With the holiday season now behind us, it’s worth a look at this report published last November in the journal Plant and Cell Physiology. Growers can learn about this aspect of beets on page 28.

Meanwhile work proceeds on the sugar dispute between the United States and Mexico. The two nations on Oct. 27 agreed to avoid antidumping and countervailing duties on U.S. sugar imports from Mexico. The deal includes minimum prices for raw and refined sugar imports as well as volume and timing restrictions.

It’s expected that the suspension agreements will be finalized. But that possible outcome has its critics. Take, for example, the stance of the American Bakers Association.

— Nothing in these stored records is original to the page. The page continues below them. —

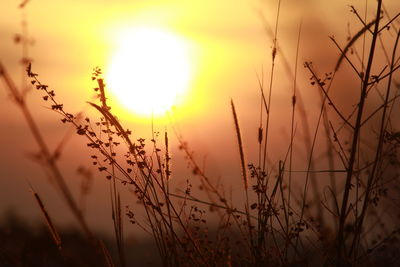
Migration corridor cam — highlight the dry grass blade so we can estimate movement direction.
[30,185,62,250]
[231,100,249,190]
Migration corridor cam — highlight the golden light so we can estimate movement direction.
[106,26,191,117]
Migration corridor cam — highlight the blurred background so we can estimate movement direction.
[0,0,400,264]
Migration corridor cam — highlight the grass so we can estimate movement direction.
[0,0,400,266]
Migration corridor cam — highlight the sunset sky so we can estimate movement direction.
[0,0,400,239]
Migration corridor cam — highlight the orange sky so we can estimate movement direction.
[0,0,399,239]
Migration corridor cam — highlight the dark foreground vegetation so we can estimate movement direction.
[0,0,400,266]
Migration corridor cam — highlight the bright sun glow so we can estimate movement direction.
[106,27,191,116]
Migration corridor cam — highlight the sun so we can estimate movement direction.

“Any further controls placed on sugar supplies are not good for bakers or all other sugar users,” said Robb MacKie, ABA president and chief executive officer. “Apparently an 85 percent monopoly in the U.S. sugar market is not enough for domestic sugar producers. Their motives are simple—to create a 100 percent monopoly on sugar supplies in the U.S. It is a shame t he federal government is such an enabler of this grab.”

But campaigns by food manufacturers and their allies against U.S. sugar policy is not new.

More problematic could be the deal’s impact on big cane refiners, including the maker of household brand Domino Sugar. These refiners might be the biggest losers, because the deal could choke off imports of raw sugar from Mexico.

The pact setting quotas and prices on Mexican sugar imports for the first time appeared to be the best possible outcome to a months-long dispute that had threatened to escalate into an all-out trade war.

Facing global refined prices languishing at multi-year lows and a market that has been in surplus for years, U.S. sugar producers accused Mexico in March of flooding the heavily protected U.S. market with cheap, subsidized refined sugar and called for penalties on imports.

Domino, the top U.S. refiner, is owned by ASR Group, which is the only cane processor that signed onto that case.

Important issues must be resolved before agreement is reached on the final pact.

Sugar industry officials are confident in the strength of their antidumping and countervailing duty cases if an ag reement cannot be reached.